Unsupervised Translation of Programming Languages

Link to Paper

The paper introduces a novel unsupervised neural transcompiler, by purely using monolingual open source code from public Github repositories. The transcompiler is capable of converting code between C++, Java and Python programs, outperforming existing benchmarks.

Majority of existing transcompilers are rule-based and have several disadvantages - tedious to write handcrafted rules, requires expertise in both source and target programming languages and issues with inferring variables from a dynamically to statically typed language. Other supervised approaches fall short due to the limited availability of parallel data. Hence, being able to do unsupervised machine translation discards all this.

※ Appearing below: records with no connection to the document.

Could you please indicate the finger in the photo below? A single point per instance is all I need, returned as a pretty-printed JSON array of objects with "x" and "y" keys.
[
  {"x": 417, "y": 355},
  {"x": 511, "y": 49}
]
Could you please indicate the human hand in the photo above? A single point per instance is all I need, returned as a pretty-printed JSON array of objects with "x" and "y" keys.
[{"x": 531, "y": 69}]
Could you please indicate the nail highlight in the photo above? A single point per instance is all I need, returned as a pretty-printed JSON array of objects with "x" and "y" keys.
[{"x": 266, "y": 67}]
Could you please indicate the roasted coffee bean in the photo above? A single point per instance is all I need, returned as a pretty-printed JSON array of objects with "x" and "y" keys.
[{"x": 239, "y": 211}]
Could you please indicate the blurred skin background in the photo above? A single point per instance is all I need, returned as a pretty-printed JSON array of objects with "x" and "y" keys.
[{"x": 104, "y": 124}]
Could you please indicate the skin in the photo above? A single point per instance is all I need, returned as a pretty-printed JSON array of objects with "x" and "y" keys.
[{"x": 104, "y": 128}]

To achieve the transcompiler, a single transcoder model is trained for all programming languages using a seq2seq model with attention, and an encoder-decoder(transformer) architecture. The three principles of machine translation are used -

Initialisaztion. The model is initialised with cross-lingual words (anchor points - for, while, if) to map the same instructions to the same representation. For creating these representations, random words of an input code are masked and then predicted, at each iteration by the cross-lingual language(XLM) model.

Language modelling. The encoder and the decoder are initialised with the pretrained XLM model. The decoder is trained with a denoising auto-encoding(DAE) objective so that it always generates valid sequences even with noisy input, making the encoder more robust. The first token of the input specifies the programming language. Hence, one can decode in python and encode in java.

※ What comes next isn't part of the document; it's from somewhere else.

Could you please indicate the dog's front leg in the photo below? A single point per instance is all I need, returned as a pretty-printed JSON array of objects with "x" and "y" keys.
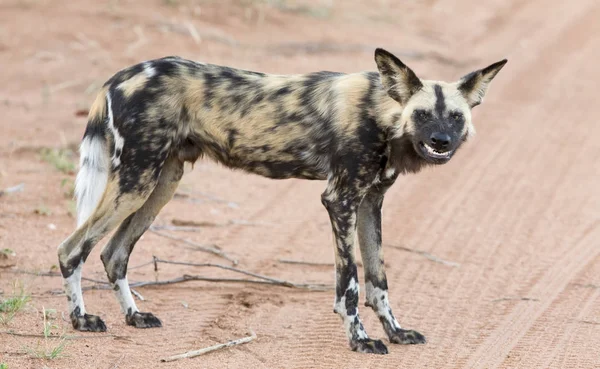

Back translation. Deriving from supervised machine translation, this is effectively used to improve model performance. It basically allows the model to itself generate data to train on by using a target-to-source technique.

The transcoder model is evaluated with 852 parallel functions and unit tests for each. For validation and test sets, parallel functions from GeeksforGeeks were taken. It is noteworthy that a new metric, “computational accuracy”(evaluates if the same output is given on the same inputs) was used to score the model rather than the lacking BLEU and reference match scoring.